Described circular output waveguide is an internal diameter is R
v2, external diameter is R
o2circular waveguide.Described circular output waveguide is axially outer to be connected on the axial end port cross section exporting changeover portion back segment, meets following relation: 0<R between above-mentioned parameter
v2<R
o2.
Described externally-applied magnetic field system, is made up of two groups of solenoids, is enclosed in coaxial input structure, the surrounding cylindrical area of space of cavity resonator structure and axially output changeover portion.Described two groups of solenoids, lay respectively at the both sides of the axial centre cross section of anode of magnetron structure, and two groups of solenoids synchronously trigger, and the axial magnetic field size and Orientation produced in magnetron interaction region is consistent.

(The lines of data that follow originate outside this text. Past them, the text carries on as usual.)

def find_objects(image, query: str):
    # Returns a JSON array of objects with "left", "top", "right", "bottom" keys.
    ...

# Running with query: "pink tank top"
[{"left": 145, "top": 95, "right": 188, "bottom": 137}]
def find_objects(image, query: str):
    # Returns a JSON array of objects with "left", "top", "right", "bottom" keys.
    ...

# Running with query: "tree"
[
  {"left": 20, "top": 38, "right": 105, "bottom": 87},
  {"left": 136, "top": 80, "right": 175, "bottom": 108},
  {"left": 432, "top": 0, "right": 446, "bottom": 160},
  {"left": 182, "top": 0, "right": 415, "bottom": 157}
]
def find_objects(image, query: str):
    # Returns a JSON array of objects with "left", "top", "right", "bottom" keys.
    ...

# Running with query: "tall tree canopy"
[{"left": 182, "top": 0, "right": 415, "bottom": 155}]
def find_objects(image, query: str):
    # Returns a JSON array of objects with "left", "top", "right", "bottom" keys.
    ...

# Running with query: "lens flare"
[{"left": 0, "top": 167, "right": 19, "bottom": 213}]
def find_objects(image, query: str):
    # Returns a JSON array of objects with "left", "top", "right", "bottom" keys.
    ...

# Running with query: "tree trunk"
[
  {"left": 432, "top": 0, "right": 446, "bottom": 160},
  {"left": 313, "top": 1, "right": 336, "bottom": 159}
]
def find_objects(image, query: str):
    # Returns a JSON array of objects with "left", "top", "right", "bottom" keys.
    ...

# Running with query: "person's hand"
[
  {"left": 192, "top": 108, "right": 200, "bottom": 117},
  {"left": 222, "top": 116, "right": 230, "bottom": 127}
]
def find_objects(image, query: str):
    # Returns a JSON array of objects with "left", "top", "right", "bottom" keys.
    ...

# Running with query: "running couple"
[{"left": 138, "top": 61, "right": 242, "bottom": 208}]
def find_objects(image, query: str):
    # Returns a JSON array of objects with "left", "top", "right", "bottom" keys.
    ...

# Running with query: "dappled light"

Adopt the present invention can reach following technique effect:
(1) the microwave Induction Peried that the modified node method designing anode block makes magnetron export is shorter, and the ability of suppression mode competition is stronger, and power conversion efficiency is higher.
(2) the axial changeover portion that exports of design not only makes the magnetron be operated in π pattern directly axially export comparatively pure round TE11 modes microwave, and make axially to export changeover portion densification and miniaturization more on radial and axial, reduce the volume and weight of externally-applied magnetic field system, also making the electronics of axially drift in interaction region beat rapidly is axially exporting on changeover portion, decrease drift electron to the absorption probability exporting microwave energy, improve power conversion efficiency.
(3) designing externally-applied magnetic field system makes the distribution of axial magnetic field in interaction region more even, and the interaction of electron beam and microwave is more abundant, and densification and the miniaturization more of whole magnetrons systems.
Accompanying drawing explanation
Fig. 1 is the overall longitudinal section that compact of the present invention axially exports the relativistic magnetron of TE11 pattern;
Fig. 2 is the cross-sectional view of coaxial input structure;
Fig. 3 is the composition diagram of magnetron cavity structure: the stereogram of (a) magnetron cavity structure, the cross-sectional view of (b) magnetron cavity structure, the longitudinal section of (c) magnetron cavity structure;
Fig. 4 is the longitudinal section axially exporting changeover portion leading portion and leading portion;
Fig. 5 is the composition diagram axially exporting changeover portion leading portion: (a) axially exports the stereogram of changeover portion leading portion, b () axially exports the stereogram of the vacuum section of changeover portion leading portion, (c) axially exports the longitudinal section of changeover portion leading portion and the cross-sectional view of two-port thereof;
Fig. 6 is the composition diagram axially exporting changeover portion back segment: (a) axially exports the stereogram of changeover portion back segment, b () axially exports the stereogram of the vacuum section of changeover portion back segment, (c) axially exports the longitudinal section of changeover portion back segment and the cross-sectional view of two-port thereof;
Fig. 7 is the cross-sectional view of circular output waveguide;
Fig. 8 is the composition diagram of externally-applied magnetic field system: the stereogram of (a) externally-applied magnetic field system, the longitudinal section of (b) externally-applied magnetic field system.
Embodiment
Below in conjunction with accompanying drawing, the specific embodiment of the present invention is further illustrated.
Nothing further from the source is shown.